Os sermões dos clérigos traziam em seu discurso a predestinação natural que a 
mulheres tinham para o mal. Em História do Medo no Ocidente, Jean Delumeau vai afirmar 
que “embora a maior parte dos sermões de outrora esteja perdida, aqueles que nos restam 
deixam adivinhar bem que foram frequentemente os veículos e os multiplicadores de uma 
misoginia com base teológica: a mulher é um ser predestinado ao mal” (1987, p.320). 
Nessa atmosfera de repulsa e hostilidade à mulher, em que a mesma era considerada 
uma espécie de “diabo doméstico”, a literatura eclesiástica foi um dos mecanismos responsáveis 
por impulsionar a intolerância contra o gênero feminino, cabendo destacar o Malleus 
Maleficarum (O Martelo das Feiticeiras), considerado o mais importante manual para 
identificaçãoe “Caça às Bruxas”1 e escrito em 1484 por Heinrich Kramer e James Sprenger. 

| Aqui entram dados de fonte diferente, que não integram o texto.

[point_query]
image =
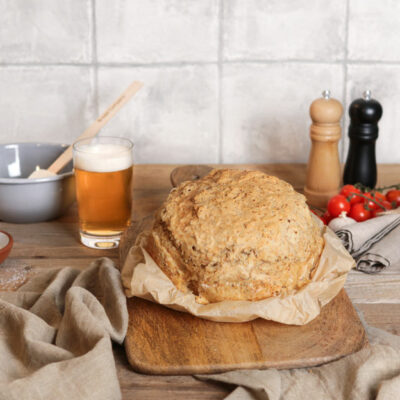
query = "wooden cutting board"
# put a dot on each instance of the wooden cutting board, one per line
(168, 342)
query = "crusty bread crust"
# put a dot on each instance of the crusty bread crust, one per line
(235, 235)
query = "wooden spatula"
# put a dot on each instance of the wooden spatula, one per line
(92, 131)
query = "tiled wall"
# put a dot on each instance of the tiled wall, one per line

Outro instrumento ideológico, utilizado de forma eficaz para convencer mulheres de sua 
suposta inferioridade foi a Bíblia, o próprio mito da origem da humanidade, o Gênesis, traz em 
seu cerne o peso da desigualdade entre os sexos: Deus cria a partir do barro Adão, e só 
posteriormente, a partir de sua costela da origem à Eva, representando assim, a mulher como 
uma extensão do homem, um ser subalterno. Designada como a responsável por carregar o 
estigma da perdição, as considerações acerca das mulheres eram: “Mal magnifico, prazer 
funesto, venenosa” (DELUMEAU, 1987). Além do mais: 
 
[...] a mulher foi acusada pelo outro sexo de ter introduzido na terra o pecado, a 
desgraça e a morte. Pandora grega ou Eva judaica, ela cometeu a falta original ao abrir 
a urna que continha todos os males ou comer o fruto proibido. O homem procurou um 
responsável para o sofrimento, para o malogro, para o desaparecimento do paraíso 
terrestre, e encontrou a mulher. (DELUMEAU, 1987.p.314). 
 
 
Em tese, Delumeau aponta também sobre a contribuição da imprensa na opressão da 
mulher e afirma que houve divulgação de uma propaganda que serviu para corroborar na 
 
1 Por se tratar especificamente desse delito. 
8 
 
construção da imagem feminina como um “Agente de Satã” (1987, p.322), além de elencar 
alguns pontos principais que foram base de argumentos teológicos para justificar tal 
demonização. De forma geral, os argumentos eram: Eva como “mãe do pecado”, “fonte de toda 
perdição”, e por isso suas descendentes estavam fadadas ao pecado; as mulheres atraem os 
homens para o “abismo da sensualidade”; são “advinhas ímpias”; “ministras da idolatria” pois 
fazem o homem cometer apostasia; a mulher é “insensata, inconstante, tagarela, ignorante”; 
passível de qualquer desconfiança; orgulhosas e impuras, trazem perturbações à Igreja (1987, 
p.323- 325). 
A obra de Delumeau da margem para que algumas questões sejam levantadas, tais 
como: o estigma do mal sobre a mulher e a literatura eclesiástica como legitimação desse 
discurso; uma análise para entender se a “misoginia” de alguma forma serviu de pano de fundo 
para a institucionalização da “Caça às Bruxas”; a necessidade de coagir as mulheres a serem 
dóceis e obedientes que em suma, está intimamente relacionado com a doutrinação e 
domesticação dos corpos femininos. No que tange ao assunto abordado, é perceptível que houve 
uma coalizão de forças, ou seja, teólogos e médicos se uniram para fornecer pressupostos que 
desvalorizavam as mulheres, logo, esses pressupostos serviram de suporte para os juristas. 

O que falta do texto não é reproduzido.